Partiamo dalla bella foto di copertina, una foto dal sapore vintage che niente ha a che fare con la musica qui contenuta, per niente solare e luminosa. Al contrario, musica oscura e ipnotica, ispirata tanto da drone, suggestioni ambient, sonorità minimal quanto da intricati astrattismi sonori, pur sforzandosi di trovare una via alternativa ai minimalismi di maniera.
Ma non si limita a questo la musica di Jacek Sienkiewicz, è molto di più, spesso ai limiti della classificazione nelle sue creazioni e nei percorsi indefiniti (e indefinibili) tra rumori e melodie che sanno molto di improvvisazione, nonostante l’album abbia richiesto un paio di anni di lavoro. Quasi una sorta di sfida all’ascoltatore in termini di facilità di ascolto e immediatezza, musica lontana da scontate sonorità minimal quanto da prevedibili soluzioni ritmiche e immediate linee di basso ad uso e consumo dei dancefloor.
Non certo l’ultimo arrivato Sienkiewicz, attivo dalla metà degli anni novanta nella sua Varsavia e per un certo periodo a Berlino (molto prima dell’attuale esodo di massa) con oltre trenta uscite tra album e ep nel curriculum, un’etichetta gestita da oltre dieci anni (Recognition) e il merito di essere stato il primo a pubblicare un intero album su Cocoon.
“On The Raod” è un album che però potrebbe finalizzare ancora meglio tutto quello che costruisce durante il suo svolgimento, con composizioni meno estese e più misurate per essere messe maggiormente a fuoco. Tuttavia, l’album riserva un discreto fascino e cresce ad attenti e ripetuti ascolti.
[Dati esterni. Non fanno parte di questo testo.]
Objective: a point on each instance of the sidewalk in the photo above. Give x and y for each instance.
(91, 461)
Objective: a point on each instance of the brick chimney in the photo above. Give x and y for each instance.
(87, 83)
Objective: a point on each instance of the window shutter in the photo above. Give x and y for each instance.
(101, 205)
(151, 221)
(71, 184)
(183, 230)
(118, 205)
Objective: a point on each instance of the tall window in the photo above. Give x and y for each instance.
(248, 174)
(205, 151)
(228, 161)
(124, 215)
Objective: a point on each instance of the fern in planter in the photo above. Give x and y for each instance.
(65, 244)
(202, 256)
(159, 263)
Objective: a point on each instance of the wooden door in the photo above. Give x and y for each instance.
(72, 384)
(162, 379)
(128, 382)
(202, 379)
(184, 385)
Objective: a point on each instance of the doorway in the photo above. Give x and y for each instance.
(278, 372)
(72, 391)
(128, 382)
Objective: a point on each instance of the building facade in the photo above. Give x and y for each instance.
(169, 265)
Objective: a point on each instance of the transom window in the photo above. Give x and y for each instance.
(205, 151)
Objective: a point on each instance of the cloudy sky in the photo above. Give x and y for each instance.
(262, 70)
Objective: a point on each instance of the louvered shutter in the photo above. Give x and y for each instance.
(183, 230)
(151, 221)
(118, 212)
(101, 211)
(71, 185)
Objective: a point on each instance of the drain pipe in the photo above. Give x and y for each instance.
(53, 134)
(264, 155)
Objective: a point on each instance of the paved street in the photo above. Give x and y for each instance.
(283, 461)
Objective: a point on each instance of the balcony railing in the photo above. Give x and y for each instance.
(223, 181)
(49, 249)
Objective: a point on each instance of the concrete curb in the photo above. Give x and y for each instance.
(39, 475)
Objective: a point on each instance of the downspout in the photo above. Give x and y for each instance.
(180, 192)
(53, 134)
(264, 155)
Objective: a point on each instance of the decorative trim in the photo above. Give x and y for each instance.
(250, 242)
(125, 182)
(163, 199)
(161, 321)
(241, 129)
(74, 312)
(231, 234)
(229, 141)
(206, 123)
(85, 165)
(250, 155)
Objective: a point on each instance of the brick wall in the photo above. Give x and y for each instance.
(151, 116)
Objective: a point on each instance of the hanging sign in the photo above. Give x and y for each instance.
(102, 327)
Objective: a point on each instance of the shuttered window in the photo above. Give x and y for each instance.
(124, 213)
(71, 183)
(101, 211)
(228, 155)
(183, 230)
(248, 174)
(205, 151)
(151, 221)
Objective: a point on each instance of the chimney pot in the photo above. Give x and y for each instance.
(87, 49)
Una sorta di concept incentrato sullo spostamento se analizziamo il titolo dell’album (e della maggior parte dei brani) e le due tracce di apertura e chiusura intitolate rispettivamente “Departure 11” e “Arrival 12”.
“On The Road Again” è un gioco ad incastri sonori, quasi un gamelan elettronico che sviluppa una vaga melodia e cambia direzione almeno tre volte, “Lost And Found” scorre liquida ma le cose migliori l’album sembra riservarle nel finale dove peraltro affiorano scampoli di melodia palpabile: le tessiture pulsanti di “Sing It”, l’inafferabile melodia astratta di “Peregrinating”, una sorta di lunga suite cosmica, e l’ambient atmosferica e introspettiva di “Arrival 12”.
Un album lontano dalle follie luccicanti e da certi manierismi di casa Cocoon, complessivamente non facile ma intrigante.